Farmingham Heart Study menemukan bahwa merokok menurunkan kadar kolesterol baik

High Density Level (HDL). Penurunan HDL ini berbeda, pada perempuan penurunannya lebih tinggi dari pada laki-laki. Pada laki-laki rata-rata 4,5 mg/dl dan pada perempuan 6,5 mg/dl. Perokok dikategorikan sebagai berikut:

1. Perokok ringan : <10 batang/hari 2. Perokok sedang : 10-20 batang/hari 3. Perokok berat : > 20 batang/hari

Prevalensi merokok lansia pada kelompok umur 55-64, 65-74 dan 75+ cukup tinggi yaitu di atas 30%, dan paling tinggi pada kelompok umur 55-64 tahun (37,5%) dengan rerata jumlah batang rokok/hari sebanyak 13 batang rokok (Kemenkes RI, 2013). Penelitian yang dilakukan oleh Lipid Research Program Prevalance Study menunjukan bahwa mereka yang merokok dua puluh batang atau lebih perhari, mengalami penurunan kadar HDL sekitar 11% pada laki-laki dan 14% pada perempuan. Merokok juga mengurangi usia harapan hidup, rata-rata 10 tahun. Atau apabila tidak merokok berarti menambah usia harapan hidup rata-rata 10 tahun. Demikian antara lain hasil penelitian selama 50 tahun di Inggris mengenai dampak merokok terhadap kesehatan (Depkes RI, 2008).

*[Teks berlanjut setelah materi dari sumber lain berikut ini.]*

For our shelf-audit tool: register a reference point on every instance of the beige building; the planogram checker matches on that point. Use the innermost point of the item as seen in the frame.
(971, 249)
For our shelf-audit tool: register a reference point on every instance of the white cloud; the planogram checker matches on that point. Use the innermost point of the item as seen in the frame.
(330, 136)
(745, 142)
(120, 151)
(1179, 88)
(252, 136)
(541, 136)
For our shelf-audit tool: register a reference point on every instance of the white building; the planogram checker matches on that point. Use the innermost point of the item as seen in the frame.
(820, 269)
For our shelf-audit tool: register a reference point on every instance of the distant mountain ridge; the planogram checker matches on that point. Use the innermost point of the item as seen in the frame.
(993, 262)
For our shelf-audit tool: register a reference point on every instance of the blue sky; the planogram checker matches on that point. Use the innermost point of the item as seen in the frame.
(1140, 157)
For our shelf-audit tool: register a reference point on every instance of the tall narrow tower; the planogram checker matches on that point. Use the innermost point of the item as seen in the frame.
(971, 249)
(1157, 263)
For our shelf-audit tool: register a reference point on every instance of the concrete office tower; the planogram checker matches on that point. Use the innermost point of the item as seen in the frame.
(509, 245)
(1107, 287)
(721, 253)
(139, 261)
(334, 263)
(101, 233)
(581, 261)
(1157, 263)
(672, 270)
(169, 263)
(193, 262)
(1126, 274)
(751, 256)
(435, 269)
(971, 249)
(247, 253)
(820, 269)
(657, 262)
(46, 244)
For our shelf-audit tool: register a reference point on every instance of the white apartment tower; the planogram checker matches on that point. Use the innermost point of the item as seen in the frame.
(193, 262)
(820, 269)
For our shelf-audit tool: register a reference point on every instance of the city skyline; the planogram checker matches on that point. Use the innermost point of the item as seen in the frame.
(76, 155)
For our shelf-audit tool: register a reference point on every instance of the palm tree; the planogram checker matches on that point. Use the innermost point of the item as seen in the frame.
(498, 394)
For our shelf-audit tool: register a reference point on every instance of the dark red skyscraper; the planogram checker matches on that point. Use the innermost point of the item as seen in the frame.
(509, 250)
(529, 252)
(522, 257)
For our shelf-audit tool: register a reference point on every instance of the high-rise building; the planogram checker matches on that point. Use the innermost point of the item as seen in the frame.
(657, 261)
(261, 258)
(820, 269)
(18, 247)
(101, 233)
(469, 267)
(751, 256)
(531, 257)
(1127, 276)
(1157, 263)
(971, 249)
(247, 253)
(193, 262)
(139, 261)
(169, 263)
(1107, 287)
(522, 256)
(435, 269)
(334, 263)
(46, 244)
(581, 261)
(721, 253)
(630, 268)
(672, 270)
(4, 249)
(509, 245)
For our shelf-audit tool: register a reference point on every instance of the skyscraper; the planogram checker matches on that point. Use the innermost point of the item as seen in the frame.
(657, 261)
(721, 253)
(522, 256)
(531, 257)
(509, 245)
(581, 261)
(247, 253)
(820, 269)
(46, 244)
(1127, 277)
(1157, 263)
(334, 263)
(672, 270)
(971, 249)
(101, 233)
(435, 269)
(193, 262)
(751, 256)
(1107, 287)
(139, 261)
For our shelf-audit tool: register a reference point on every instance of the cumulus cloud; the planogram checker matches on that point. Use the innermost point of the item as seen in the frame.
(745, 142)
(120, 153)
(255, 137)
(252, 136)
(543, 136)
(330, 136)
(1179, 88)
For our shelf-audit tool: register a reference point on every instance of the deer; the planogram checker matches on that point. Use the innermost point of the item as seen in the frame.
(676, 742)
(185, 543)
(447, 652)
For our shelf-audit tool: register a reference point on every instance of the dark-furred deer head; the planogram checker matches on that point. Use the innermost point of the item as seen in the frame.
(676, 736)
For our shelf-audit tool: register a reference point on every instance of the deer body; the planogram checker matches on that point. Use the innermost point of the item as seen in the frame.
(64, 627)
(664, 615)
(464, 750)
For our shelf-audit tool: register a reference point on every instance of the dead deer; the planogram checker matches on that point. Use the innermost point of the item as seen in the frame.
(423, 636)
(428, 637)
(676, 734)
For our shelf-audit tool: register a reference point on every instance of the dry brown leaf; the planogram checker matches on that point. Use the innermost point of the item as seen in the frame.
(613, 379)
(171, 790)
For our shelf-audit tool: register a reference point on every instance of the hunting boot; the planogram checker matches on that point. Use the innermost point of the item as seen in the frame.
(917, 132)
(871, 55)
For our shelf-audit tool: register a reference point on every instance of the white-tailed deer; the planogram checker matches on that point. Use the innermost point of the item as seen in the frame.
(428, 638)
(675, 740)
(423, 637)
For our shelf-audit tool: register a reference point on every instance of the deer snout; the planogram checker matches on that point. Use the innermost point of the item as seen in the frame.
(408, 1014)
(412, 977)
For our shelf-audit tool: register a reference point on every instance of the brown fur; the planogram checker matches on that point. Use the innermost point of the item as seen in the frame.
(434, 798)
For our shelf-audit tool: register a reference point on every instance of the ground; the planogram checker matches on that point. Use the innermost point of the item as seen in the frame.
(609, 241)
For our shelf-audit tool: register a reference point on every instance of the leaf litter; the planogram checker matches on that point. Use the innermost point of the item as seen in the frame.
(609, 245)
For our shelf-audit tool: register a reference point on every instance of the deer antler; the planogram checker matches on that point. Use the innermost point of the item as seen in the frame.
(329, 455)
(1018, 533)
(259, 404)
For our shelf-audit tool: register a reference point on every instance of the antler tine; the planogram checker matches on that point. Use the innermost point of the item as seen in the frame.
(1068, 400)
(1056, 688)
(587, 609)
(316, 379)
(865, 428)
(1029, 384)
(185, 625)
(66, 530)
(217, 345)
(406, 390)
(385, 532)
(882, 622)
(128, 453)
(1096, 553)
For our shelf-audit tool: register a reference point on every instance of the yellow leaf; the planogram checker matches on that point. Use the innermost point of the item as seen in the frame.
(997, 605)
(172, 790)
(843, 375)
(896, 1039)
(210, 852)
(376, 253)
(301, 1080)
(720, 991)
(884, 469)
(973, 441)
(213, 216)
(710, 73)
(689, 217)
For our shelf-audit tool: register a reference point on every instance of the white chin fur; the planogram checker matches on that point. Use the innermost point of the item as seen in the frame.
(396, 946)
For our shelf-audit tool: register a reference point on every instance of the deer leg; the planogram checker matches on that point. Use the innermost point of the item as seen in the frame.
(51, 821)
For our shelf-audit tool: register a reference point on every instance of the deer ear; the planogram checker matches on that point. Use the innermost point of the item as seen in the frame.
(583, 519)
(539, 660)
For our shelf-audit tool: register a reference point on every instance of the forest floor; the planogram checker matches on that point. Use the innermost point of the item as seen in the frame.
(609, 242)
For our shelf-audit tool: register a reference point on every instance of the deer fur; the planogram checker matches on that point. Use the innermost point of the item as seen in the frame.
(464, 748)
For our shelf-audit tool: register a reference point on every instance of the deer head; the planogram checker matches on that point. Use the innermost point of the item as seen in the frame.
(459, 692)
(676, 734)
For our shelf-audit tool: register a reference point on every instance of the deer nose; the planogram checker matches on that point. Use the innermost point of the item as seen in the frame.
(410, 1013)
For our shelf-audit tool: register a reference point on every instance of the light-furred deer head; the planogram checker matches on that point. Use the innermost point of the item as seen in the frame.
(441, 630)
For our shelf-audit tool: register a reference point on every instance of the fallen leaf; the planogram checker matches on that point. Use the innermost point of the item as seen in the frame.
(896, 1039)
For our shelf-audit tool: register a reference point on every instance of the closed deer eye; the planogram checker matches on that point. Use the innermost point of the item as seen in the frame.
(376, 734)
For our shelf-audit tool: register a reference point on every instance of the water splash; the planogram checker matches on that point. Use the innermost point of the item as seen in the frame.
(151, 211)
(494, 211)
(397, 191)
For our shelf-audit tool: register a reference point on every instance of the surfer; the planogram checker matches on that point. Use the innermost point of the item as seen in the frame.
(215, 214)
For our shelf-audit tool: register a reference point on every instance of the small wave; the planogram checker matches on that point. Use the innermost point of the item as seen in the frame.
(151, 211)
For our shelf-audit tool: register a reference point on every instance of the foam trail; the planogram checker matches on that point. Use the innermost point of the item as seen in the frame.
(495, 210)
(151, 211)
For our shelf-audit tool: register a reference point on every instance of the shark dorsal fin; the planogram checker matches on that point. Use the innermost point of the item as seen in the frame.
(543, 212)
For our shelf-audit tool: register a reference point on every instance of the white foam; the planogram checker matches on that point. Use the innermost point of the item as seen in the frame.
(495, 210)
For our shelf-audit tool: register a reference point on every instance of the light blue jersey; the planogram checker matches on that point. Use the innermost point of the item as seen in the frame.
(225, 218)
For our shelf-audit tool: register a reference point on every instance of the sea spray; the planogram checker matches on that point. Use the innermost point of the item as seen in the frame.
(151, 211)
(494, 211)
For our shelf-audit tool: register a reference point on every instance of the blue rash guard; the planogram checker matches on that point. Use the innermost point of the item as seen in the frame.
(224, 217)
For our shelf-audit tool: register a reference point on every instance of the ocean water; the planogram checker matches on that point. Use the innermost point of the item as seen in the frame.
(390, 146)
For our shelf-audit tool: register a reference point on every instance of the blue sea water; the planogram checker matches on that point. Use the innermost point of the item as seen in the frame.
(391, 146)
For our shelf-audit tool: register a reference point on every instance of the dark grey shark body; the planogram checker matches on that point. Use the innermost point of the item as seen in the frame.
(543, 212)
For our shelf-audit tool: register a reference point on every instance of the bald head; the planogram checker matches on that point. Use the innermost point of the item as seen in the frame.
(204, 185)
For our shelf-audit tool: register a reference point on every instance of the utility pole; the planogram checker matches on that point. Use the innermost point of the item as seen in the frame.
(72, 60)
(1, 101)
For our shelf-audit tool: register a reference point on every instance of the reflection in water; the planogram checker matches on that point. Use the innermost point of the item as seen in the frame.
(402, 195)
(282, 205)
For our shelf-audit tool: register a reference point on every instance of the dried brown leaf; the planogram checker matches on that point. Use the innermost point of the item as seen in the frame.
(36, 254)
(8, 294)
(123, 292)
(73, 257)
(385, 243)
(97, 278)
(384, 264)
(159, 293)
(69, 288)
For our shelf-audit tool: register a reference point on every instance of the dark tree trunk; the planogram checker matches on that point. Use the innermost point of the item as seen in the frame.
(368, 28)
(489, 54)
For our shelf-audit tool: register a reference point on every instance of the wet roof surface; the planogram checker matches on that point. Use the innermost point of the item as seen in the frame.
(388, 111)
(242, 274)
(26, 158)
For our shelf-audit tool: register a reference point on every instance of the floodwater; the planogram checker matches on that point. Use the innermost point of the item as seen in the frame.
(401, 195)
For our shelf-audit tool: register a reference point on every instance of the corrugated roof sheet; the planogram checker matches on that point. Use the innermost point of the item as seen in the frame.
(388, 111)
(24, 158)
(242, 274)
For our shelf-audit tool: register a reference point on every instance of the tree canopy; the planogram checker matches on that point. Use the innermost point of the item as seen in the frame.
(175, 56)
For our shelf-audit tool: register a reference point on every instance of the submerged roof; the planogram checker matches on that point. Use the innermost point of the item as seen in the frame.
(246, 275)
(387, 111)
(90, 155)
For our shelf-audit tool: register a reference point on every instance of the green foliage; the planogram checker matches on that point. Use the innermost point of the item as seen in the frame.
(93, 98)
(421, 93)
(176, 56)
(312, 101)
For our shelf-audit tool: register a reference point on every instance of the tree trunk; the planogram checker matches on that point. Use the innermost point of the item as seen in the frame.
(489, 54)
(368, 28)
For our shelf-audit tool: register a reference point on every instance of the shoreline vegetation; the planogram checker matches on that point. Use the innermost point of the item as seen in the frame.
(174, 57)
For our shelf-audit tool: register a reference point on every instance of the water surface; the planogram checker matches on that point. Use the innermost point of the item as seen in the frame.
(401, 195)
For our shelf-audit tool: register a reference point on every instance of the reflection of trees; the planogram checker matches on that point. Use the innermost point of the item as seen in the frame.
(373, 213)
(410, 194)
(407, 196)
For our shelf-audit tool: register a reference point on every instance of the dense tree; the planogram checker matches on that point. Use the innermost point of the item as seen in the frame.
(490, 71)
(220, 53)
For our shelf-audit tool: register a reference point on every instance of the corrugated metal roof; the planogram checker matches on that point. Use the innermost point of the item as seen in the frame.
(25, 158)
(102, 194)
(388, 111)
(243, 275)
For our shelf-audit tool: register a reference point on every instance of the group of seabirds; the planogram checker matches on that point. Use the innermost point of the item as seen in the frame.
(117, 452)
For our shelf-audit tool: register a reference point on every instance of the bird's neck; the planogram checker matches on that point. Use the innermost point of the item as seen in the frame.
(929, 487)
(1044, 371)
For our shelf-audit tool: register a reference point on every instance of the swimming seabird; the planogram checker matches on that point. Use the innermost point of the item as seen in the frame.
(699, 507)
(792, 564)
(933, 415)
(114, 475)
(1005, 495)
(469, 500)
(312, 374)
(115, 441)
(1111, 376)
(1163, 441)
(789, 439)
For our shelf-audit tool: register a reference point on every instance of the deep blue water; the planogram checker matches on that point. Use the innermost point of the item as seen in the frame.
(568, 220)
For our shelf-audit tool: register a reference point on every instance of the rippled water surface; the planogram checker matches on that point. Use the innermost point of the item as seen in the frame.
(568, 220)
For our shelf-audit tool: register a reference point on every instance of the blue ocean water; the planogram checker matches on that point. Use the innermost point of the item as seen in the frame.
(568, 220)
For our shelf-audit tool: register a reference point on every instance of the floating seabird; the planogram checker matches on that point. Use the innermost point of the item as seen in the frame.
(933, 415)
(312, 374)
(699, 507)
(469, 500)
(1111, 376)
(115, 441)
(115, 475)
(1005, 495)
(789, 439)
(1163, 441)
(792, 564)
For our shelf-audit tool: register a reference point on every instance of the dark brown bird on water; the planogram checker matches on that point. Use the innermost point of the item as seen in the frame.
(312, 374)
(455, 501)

2.3.6. Kebiasaan Mengonsumsi Obat

Dalam pengobatannya lansia memerlukan obat yang beraneka ragam dibandingkan orang dewasa. Selain itu, fungsi organ-organ vital tubuh seperti hati dan ginjal yang berperan dalam mengolah obat-obatan yang masuk ke dalam tubuh telah berkurang. Hal ini menyebabkan

kemungkinan besar terjadi penumpukan obat dalam tubuh dan dapat juga menyebabkan keracunan obat jika diberikan dosis yang sama dengan orang dewasa.Oleh karena itu, dosis obat perlu dikurangi pada lansia. Adapun efek samping obat yang terjadi pada lansia dapat menimbulkan penyakit-penyakit baru akibat pemberian obat, misalnya poliuri/sering buang air kecil akibat pemakaian obat diuretik (obat untuk meningkatkan pengeluaran air seni), lansia dapat terjatuh akibat penggunaan obat-obat penurun tekanan darah, penenang, antidepresan, dan lain-lain. Efek samping tersebut biasanya terjadi karena diagnosis yang tidak tepat, ketidakpatuhan meminum obat, serta penggunaan obat yang berlebihan dan berulang-ulang dalam waktu yang lama (Maryam dkk, 2008).